AMST 299
Let the Record Show: U.S, Literature of Research and Witness Fall 2023
Division II Writing Skills Difference, Power, and Equity
Cross-listed ENGL 299

Class Details

This is a course on the literature of research and witness in the U.S., from 1853 to the present. We will train our attention on works of long form journalism that stand at the intersection of reportage, archival history, documentary nonfiction, narrative and activism. The writers we study present quantitative and qualitative data that document the existence and effects of systemic racism, xenophobia, sexism, homophobia and uneven economic development. How have American writers defied disciplinary boundaries to speak truth to power? What critical reading skills are mobilized by books of sweeping scope and unflinching detail? The course will be taught in reverse chronological order. Readings include: Sarah Schulman, Let the Record Show; Layli Long Soldier, Whereas; Nicholas Lemann, The Promised Land; Theresa Hak Kyung Cha, Dictee; James Agee, Let Us Now Praise Famous Men; Tillie Olsen, Yonnondio; Ida B. Wells, A Red Record; and Harriet Beecher Stowe, Key to Uncle Tom’s Cabin.
The Class: Format: tutorial
Limit: 10
Expected: 10
Class#: 1554
Grading: no pass/fail option, no fifth course option
Requirements/Evaluation: Evaluation will be based on class participation, writing and discussion. According to the tutorial format, you will be assigned a semester-long partner. You will be expected to write a critical paper every other week, alternating with the critical response to your partner's work.
Prerequisites: None
Enrollment Preferences: This is a tutorial for sophomores. Priority will be given to potential American Studies majors, especially those who have taken AMST101; potential English majors will be considered as space is available.
Distributions: Division II Writing Skills Difference, Power, and Equity
Notes: This course is cross-listed and the prefixes carry the following divisional credit:
AMST 299 Division II ENGL 299 Division I
WS Notes: As per traditional tutorial format, this course will be writing intensive. Every week, one student will write a 5-page paper responding to the readings of the week; the other student will craft a response (a combination of written notes and critical conversation). The total amount of writing for each student will thus be upwards of 30 pages. there will be considerable attention given to argument, use of evidence, etc. The option to revise a paper will always be available.

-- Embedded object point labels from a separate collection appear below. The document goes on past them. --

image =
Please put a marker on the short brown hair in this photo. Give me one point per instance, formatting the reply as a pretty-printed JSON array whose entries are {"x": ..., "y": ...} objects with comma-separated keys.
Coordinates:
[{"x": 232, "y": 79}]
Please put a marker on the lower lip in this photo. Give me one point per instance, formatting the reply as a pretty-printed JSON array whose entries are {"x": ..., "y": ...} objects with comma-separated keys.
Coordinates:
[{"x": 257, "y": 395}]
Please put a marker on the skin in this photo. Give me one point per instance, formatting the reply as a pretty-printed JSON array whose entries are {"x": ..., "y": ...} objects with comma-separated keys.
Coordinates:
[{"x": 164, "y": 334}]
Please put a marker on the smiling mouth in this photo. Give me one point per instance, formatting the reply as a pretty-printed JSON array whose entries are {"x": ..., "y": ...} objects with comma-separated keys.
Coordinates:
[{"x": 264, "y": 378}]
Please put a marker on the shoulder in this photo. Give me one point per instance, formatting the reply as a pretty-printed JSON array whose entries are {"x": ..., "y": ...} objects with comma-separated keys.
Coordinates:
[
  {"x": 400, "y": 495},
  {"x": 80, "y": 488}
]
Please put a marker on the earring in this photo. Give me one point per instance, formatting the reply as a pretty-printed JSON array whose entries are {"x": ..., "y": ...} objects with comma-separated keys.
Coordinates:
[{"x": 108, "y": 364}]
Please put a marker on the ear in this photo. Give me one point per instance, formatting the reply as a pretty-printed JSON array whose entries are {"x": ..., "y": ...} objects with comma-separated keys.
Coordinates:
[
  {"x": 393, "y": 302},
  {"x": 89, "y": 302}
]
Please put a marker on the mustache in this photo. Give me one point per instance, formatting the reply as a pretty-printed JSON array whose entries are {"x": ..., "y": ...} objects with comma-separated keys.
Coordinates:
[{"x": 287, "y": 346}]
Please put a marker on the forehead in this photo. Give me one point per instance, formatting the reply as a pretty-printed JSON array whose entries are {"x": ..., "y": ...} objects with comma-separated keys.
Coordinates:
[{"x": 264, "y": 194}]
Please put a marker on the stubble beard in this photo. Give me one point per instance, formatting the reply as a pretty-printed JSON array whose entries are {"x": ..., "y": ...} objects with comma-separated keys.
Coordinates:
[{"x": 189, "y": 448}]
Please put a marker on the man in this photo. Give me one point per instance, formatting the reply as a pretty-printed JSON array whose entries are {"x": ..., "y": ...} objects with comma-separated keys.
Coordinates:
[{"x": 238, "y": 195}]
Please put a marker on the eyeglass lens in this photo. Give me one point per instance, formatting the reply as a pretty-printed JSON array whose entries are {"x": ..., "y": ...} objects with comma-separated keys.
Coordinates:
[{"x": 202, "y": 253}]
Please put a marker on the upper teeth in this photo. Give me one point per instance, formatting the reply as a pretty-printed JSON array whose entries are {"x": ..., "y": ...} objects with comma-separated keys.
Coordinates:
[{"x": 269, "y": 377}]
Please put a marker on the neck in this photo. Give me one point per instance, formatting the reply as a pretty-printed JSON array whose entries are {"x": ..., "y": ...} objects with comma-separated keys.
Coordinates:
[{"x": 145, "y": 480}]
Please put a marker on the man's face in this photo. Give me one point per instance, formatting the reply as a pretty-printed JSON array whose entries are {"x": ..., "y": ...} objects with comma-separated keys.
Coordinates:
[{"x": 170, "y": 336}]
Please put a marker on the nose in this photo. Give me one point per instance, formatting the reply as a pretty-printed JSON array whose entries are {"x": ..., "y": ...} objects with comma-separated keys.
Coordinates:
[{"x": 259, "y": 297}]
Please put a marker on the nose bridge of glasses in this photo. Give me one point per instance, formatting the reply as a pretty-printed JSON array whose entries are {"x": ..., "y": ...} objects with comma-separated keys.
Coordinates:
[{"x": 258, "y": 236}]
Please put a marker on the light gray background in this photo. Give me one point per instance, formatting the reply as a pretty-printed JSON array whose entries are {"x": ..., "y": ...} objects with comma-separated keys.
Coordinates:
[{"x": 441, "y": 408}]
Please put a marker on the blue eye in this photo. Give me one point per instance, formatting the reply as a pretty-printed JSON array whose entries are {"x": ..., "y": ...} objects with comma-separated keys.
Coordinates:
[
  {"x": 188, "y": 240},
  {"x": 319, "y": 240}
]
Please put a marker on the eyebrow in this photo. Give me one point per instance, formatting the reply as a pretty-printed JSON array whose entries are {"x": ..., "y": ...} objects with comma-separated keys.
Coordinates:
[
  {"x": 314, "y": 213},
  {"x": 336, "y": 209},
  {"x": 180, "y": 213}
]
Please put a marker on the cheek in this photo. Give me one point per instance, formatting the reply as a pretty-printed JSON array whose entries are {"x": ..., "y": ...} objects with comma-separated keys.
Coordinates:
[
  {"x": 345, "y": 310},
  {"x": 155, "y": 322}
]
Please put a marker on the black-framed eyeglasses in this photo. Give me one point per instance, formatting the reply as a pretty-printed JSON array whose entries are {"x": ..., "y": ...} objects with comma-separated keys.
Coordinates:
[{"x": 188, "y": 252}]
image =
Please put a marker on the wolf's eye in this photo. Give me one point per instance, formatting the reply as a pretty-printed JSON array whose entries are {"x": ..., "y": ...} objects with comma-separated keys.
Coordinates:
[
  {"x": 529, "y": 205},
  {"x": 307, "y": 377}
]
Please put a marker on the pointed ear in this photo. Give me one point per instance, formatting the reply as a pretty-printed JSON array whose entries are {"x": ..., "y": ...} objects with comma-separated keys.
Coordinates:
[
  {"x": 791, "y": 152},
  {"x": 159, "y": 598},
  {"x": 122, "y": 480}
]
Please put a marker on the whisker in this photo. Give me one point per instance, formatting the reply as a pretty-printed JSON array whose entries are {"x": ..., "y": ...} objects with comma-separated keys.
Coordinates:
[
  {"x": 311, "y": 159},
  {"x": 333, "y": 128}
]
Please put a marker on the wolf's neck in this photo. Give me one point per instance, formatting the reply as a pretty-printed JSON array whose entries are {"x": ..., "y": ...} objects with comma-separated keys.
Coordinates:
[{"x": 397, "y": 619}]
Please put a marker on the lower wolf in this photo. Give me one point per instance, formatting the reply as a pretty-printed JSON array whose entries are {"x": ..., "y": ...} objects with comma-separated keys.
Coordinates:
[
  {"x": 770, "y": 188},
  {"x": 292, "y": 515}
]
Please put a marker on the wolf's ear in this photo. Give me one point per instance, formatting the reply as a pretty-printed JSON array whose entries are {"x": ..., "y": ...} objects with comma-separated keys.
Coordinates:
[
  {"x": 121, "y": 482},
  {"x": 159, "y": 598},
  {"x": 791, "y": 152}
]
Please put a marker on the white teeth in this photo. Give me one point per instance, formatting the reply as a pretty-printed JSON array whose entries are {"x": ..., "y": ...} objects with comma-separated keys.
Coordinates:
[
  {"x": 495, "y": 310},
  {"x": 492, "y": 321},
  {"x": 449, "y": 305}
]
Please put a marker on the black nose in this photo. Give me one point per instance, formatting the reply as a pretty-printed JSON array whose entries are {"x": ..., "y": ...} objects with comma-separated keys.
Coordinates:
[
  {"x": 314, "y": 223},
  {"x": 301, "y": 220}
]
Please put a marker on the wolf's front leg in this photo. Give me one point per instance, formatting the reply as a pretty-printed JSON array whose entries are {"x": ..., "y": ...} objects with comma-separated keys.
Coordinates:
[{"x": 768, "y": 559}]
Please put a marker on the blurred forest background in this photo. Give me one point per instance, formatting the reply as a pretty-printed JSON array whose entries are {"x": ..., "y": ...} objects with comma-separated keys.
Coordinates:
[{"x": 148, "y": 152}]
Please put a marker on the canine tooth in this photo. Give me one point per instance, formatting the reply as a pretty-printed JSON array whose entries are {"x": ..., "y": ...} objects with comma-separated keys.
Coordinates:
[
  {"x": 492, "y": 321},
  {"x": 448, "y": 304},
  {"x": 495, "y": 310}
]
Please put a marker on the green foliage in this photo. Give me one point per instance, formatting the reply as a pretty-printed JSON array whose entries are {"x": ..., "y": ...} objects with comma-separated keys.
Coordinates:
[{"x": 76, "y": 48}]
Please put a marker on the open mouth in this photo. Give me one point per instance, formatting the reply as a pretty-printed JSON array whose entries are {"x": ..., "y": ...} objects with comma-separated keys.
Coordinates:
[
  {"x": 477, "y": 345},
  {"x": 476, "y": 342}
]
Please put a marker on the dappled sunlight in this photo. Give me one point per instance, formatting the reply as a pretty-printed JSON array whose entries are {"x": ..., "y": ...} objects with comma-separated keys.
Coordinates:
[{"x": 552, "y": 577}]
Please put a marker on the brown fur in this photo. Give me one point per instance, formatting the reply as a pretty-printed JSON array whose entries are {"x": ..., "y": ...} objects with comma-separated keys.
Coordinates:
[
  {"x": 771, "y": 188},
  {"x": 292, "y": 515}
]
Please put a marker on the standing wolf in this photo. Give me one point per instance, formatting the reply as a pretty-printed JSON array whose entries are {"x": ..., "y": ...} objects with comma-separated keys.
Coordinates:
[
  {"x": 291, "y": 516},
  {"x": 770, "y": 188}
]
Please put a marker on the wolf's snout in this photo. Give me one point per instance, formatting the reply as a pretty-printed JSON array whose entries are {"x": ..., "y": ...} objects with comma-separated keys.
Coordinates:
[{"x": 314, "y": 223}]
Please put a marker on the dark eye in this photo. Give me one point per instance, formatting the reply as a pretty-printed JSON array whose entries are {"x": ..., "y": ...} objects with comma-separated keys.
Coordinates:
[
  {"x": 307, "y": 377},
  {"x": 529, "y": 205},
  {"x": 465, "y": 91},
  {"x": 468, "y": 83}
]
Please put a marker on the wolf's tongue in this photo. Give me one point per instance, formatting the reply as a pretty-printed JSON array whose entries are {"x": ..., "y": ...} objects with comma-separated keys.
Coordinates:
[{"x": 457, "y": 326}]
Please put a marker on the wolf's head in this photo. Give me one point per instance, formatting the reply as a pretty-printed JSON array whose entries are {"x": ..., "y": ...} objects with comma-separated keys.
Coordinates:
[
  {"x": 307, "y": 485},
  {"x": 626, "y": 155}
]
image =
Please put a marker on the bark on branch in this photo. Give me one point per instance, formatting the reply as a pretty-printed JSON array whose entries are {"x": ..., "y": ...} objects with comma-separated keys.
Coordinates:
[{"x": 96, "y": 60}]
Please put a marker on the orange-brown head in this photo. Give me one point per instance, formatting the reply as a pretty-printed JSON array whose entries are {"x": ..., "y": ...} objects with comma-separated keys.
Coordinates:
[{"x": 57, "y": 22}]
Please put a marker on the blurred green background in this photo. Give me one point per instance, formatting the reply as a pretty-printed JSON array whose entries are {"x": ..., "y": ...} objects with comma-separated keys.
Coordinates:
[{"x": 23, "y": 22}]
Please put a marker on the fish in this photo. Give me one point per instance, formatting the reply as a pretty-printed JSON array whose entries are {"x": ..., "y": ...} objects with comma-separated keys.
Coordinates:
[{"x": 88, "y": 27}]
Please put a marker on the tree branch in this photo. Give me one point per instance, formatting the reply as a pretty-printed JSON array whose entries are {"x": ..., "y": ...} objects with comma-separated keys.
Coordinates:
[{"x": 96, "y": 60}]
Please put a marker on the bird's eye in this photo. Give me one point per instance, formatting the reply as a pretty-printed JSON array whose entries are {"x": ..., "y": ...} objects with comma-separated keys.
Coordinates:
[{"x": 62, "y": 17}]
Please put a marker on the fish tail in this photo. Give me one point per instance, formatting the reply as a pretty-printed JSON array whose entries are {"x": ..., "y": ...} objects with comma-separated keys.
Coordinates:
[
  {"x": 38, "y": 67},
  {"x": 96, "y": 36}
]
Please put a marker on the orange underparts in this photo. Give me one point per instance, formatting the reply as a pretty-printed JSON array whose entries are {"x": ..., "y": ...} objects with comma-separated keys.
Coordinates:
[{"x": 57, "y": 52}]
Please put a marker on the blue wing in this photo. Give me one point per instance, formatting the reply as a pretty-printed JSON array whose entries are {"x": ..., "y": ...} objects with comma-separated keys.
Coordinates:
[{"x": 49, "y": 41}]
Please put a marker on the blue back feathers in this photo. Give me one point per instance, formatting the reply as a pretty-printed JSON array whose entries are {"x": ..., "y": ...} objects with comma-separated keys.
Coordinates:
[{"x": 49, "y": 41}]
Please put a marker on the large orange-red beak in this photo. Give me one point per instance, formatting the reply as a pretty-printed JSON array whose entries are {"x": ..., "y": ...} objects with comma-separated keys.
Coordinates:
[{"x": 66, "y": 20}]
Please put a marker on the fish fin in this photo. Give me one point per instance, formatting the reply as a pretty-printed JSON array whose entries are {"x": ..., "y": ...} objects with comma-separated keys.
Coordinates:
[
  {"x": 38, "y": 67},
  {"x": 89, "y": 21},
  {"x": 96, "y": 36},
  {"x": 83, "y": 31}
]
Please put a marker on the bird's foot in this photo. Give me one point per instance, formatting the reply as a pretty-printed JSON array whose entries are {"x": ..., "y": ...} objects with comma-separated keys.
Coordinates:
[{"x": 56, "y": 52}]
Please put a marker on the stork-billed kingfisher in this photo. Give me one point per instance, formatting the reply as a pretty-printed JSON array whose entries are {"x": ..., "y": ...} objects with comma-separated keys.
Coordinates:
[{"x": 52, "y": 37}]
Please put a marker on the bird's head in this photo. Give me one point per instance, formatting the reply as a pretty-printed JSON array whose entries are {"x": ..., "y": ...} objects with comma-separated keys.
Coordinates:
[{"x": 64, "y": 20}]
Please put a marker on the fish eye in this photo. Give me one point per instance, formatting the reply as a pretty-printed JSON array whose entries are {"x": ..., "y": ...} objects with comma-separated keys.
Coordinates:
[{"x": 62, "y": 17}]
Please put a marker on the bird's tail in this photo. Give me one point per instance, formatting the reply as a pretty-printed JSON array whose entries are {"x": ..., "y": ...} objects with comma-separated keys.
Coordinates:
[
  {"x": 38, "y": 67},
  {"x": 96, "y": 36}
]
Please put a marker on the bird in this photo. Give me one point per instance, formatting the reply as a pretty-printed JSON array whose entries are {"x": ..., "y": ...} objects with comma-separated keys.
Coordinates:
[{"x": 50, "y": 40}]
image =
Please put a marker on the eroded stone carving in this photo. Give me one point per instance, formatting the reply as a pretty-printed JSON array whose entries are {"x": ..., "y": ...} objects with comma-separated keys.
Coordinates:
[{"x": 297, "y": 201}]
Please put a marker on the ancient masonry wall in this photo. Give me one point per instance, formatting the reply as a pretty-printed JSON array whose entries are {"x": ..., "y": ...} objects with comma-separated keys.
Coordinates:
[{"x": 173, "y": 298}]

DPE Notes: This course shares the core mission of the DPE initiative: to teach students how to "analyze the shaping of social differences, dynamics of unequal power, and processes of change." The course is built around U.S. texts that speak truth to power. Researching and exposing the quantitative and qualitative data that prove the existence and effects of systemic racism, xenophobia, sexism, homophobia and uneven economic development, the writers we will study merge research, writing and activism.